Differentiating with respect to input: tensor does not require grad and does not have a grad_fn, yet requires_grad is set to True

I want to differentiate the output of a model with respect to its input. Here is the code (self is a class similar to nn.Module, x is the input, which is a batch of images)

lsm = torch.nn.LogSoftmax(dim=1)
x.requires_grad = True

logits = self.evaluate(x)
out_lsm = lsm(logits)

aux_sum = torch.sum(torch.max(out_lsm, axis=1)[0])

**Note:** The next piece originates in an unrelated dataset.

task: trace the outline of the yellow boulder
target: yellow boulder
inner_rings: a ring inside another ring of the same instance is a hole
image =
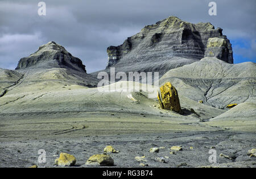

I want to find the gradient of aux_sum with respect to x , but for some reason aux_sum has no gradient function and I get the error element 0 of tensors does not require grad and does not have a grad_fn

As a sanity check, I can do the same process but with a simpler “model”:

x = torch.Tensor([0, 1, 2])
x.requires_grad = True

out_lsm = x ** 2

aux_sum = out_lsm.sum()
>>> tensor([0., 2., 4.])

with no issues. Does anyone know what is causing the gradient issue in the first case, and why it’s not the same as the simplified second case? Thank you!

Check if out_lsm.requires_grad == True. If not, maybe there is some operation in self.evaluate that is non differentiable that is causing requires_grad to be False

You can refer to this FAQ to know more about None gradients Why are my tensor's gradients unexpectedly None or not None?

Thank you. The issue was actually a torch.no_grad hiding in self.evaluate that I didn’t account for.